Sin entrar a la cripta, el cura sólo se asomó lo más lejos posible de la entrada y le entregó al sepulturero el objeto solicitado.

Entonces el sepulturero se levantó y, aplastando a la mujer con un pie con todas sus fuerzas contra el suelo, al mismo tiempo le impidió poder realizar ningún movimiento.

Ella gemía quedamente, pero en aquel gemido daba a entender palabras sueltas:
--Jesús... sálvame... Jesús... sálvame...

Al oír esto, el cura penetró en el sepulcro y quiso acercarse a la mujer tendida, pero el sepulturero lo detuvo con un gesto:

--¡Esto no es otra cosa que una treta del diablo!

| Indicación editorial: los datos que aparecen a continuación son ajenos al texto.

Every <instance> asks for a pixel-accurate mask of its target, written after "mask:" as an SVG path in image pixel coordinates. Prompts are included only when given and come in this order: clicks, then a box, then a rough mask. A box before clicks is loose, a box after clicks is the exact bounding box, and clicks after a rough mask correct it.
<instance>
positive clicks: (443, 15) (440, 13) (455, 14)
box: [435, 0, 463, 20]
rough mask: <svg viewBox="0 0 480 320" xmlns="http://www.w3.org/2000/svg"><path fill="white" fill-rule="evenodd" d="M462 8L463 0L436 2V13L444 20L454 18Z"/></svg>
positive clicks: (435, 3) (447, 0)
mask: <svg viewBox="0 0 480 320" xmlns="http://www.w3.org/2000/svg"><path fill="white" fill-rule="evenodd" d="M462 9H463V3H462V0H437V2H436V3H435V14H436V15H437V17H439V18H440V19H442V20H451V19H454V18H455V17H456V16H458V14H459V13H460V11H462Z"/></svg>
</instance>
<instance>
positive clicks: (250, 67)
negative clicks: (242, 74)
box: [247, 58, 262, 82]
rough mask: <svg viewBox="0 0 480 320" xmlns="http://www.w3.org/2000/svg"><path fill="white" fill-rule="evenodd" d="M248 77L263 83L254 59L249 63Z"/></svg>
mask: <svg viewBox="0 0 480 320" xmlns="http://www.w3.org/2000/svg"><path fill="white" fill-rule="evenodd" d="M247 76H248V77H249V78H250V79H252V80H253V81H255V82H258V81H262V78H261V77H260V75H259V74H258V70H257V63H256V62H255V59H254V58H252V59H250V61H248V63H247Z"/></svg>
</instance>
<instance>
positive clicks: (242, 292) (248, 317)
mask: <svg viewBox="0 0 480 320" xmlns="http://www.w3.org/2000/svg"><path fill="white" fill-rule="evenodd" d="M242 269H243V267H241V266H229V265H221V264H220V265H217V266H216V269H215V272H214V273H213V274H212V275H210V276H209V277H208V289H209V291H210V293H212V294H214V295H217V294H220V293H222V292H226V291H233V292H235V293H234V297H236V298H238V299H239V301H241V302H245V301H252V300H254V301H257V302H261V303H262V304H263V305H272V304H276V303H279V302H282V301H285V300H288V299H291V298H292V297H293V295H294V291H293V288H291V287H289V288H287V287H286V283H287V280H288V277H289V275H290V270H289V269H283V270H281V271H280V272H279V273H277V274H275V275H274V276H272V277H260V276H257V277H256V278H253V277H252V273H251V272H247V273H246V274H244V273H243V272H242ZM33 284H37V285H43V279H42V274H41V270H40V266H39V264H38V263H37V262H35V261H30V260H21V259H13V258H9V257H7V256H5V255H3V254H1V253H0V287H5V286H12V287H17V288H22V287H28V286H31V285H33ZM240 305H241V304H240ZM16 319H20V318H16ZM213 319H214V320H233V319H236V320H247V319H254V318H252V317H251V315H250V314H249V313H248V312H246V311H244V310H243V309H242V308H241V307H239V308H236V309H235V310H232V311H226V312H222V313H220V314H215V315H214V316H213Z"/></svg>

Después alzó la pala y golpeó potentemente con su filo en la garganta de la mujer. Ella soltó un estertor tan extraordinario que a ambos hombres les corrió un escalofrío de temor por la espalda, después empezó a moverse pataleando y arañando el suelo con los dedos.

El sepulturero no cejó, levantó la pala y golpeó, volvió a golpear y golpeó otra vez. Como si estuviese poseído por la locura, golpeó hasta que no desprendió la cabeza del torso. La cabeza rodó hasta los pies del cura, quien saltó hacia atrás horrorizado. Un grueso chorro de sangre brotó del cuello del cadáver.

Estuvo brotando largo rato, formando un gran charco. En la vítrea superficie se percibió el parpadeante reflejo de la vela.

--Padre, vaya a cumplir sus obligaciones. Yo me las arreglaré solo. Gracias a Dios hemos conjurado el maleficio que desde este sepulcro pudo haberse arrastrado por toda la ciudad. Gracias a Dios, anduvimos a tiempo...


* * *


”...esas llegan después de la muerte, cosa rara con la gente, a las que llamamos aparecidas, o vampiras, que se comen las blusas que llevan puestas, que se les sale la sangre después de muertas: lo que ellos no pueden saber como inocentes, pero las viejas malditas les arrebatan los hijos en el parto, muchas casas y familias hacen pactos con el Diablo para que no ocurran cosas raras y estos y aquellos desaparezcan; como pasó en el Año 1693 el día 6 de Marzo y aquí en La Colegiata de Sandomierz, donde varios domingos después se encontró una cabeza blanca mascándose la blusa, que se le arrancó con violencia de los dientes y después se le arrancó la cabeza con una pala y la sangre corrió del muerto como de uno vivo, yo mismo vi eso con espanto. Pero es posible que al colocarle una piedra en la boca, se rompiera aquel pactum para aquel que no quisiera arrancar cabezas”.

(PROCESO JUDICIAL SOBRE UN NIÑO INOCENTE ETC., ETC., DE X. STEFAN ŻUCHOWSKI, DOCTOR EN LEYES, ARCHIDIÁCONO, OFICIAL, ETC., DE SANDOMIR ETC. ETC., SANDOMIR 1713, pag.126).